A Bodoland Story
Rakesh Soud explores here into some startling facts about forest cover depletion in the BTC area and proposes some multi-pronged strategies to restrain any further mitigation of the tigers and other natural resources
Prior to the European worldwide exploration, the indigenous and local people of probably all countries had social systems that dealt with the management of natural resources. With the coming of British domination to India, there was a disruption of the communal systems, leading to an open access to natural resources. In short, tropical forest management based on the European concept has failed and requires change. In Assam, open access further resulted from the major political turmoil through militant groups reducing the Assam Forestry Department’s control even further. As a result the professional timber and trophy trading networks illegally dominated the forest areas and started exploiting the rich forest resources under the garb of so called ethnic violence or extremist domination. The recent years’ turmoil and tribulations have paved the way for more animosity amongst people.
Understanding the Political ecology:
Ethnically, the people of the Bodo community are the true sons of Assam. The Bodos that settle on the northern bank of river Brahmaputra up to the mountain border with Bhutan is their homeland. During the time of the Bodo movement for recognition as an autonomous community, the forest area of Bodoland suffered for various reasons and professional illegal trading networks took advantage of the unstable situation and utilized the locals’ knowledge and skills to cover their criminal demand. This further forced the Rhinos to become locally extinct from Manas National Park and tiger population came under serious threat. After the movement had ended with the establishment of the Bodoland Territorial Council, few local groups started using the new dawn for promoting a recollection of the Bodo traditional conservation attitude. The foundation for the project was laid in 2004 with the formation of the NGO Manas Maozigendri Eco-tourism Society on the initiative of local youth from several villages on the eastern range of Manas National park.
Consequently, community meetings, training sessions and capacity building workshops started in December 2004. The chosen model of participatory conservation was recognized by local authorities such as the Minster of Forest and Tourism, Bodoland Territorial Council, and the Forest Department Officials, as an effective way to ensure nature protection combined with sustainable regional development. This gives a strong emphasis regarding the need of coexistence of both tribal and wildlife. Another contentious issue in the Forest Rights Act was perplexed rules of ‘critical wildlife habitat’ also pitted against Critical Tiger Habitat under the amendments of the Wildlife Protection Act in 2006 with only a minor difference regarding jurisdiction and nothing else.
Tribal and Their Forest:
The question arises that why a tribal should protect forest when there is so much of pressure from every side. This must not be the responsibility of a particular section of people. It is not so easy to document or to determine specific causation; there has been a great deal of community interest in community conservation and related activities on the part of communities. But after the strong motivation, the locals came out to protect their own forest in different parts of Bodoland forest in form of people’s protection groups.
As a matter of fact, I had been engaged with lots of people working for the promotion and conservation with the local Bodo community in their own territory.
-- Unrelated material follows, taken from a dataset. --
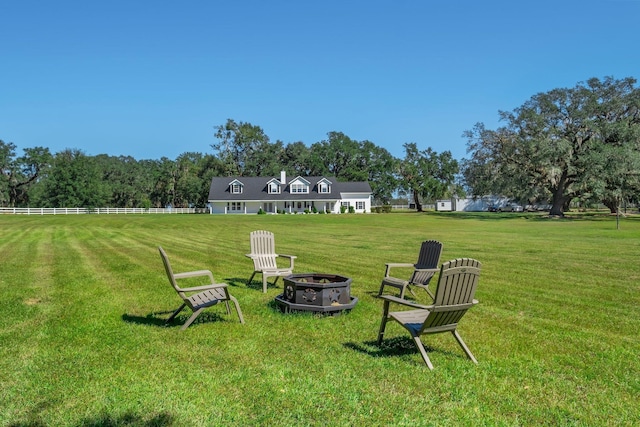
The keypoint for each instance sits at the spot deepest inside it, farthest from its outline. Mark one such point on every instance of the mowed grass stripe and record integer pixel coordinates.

They always propose two aspects to begin the rehabilitation of Bodoland forests. One by converting some of the uninhabited areas of Reserve Forests that still are good viable forests into Wildlife Sanctuaries, and another to convert those highly degraded residual areas that are inhabited into Village Forests or Community Reserves under forest dwellers. These two steps would give added protection to the uninhabited forest and give communities responsibility to reforest and manage their own forests for their own benefits as many communities had done in the past and some are currently doing, however, without legal protection.
A Village Forest or Community Reserve concept might be considered an extension of the Joint Forest Management concept or might be considered to be a modern approach to regain some of the earlier indigenous successes in community management while superimposing a modern co-management approach in which the community and government co-manage the resources with the help of local non-governmental organizations. These will definitely act as a major step before we loose both the tigers and tribals-our national heritage and pride.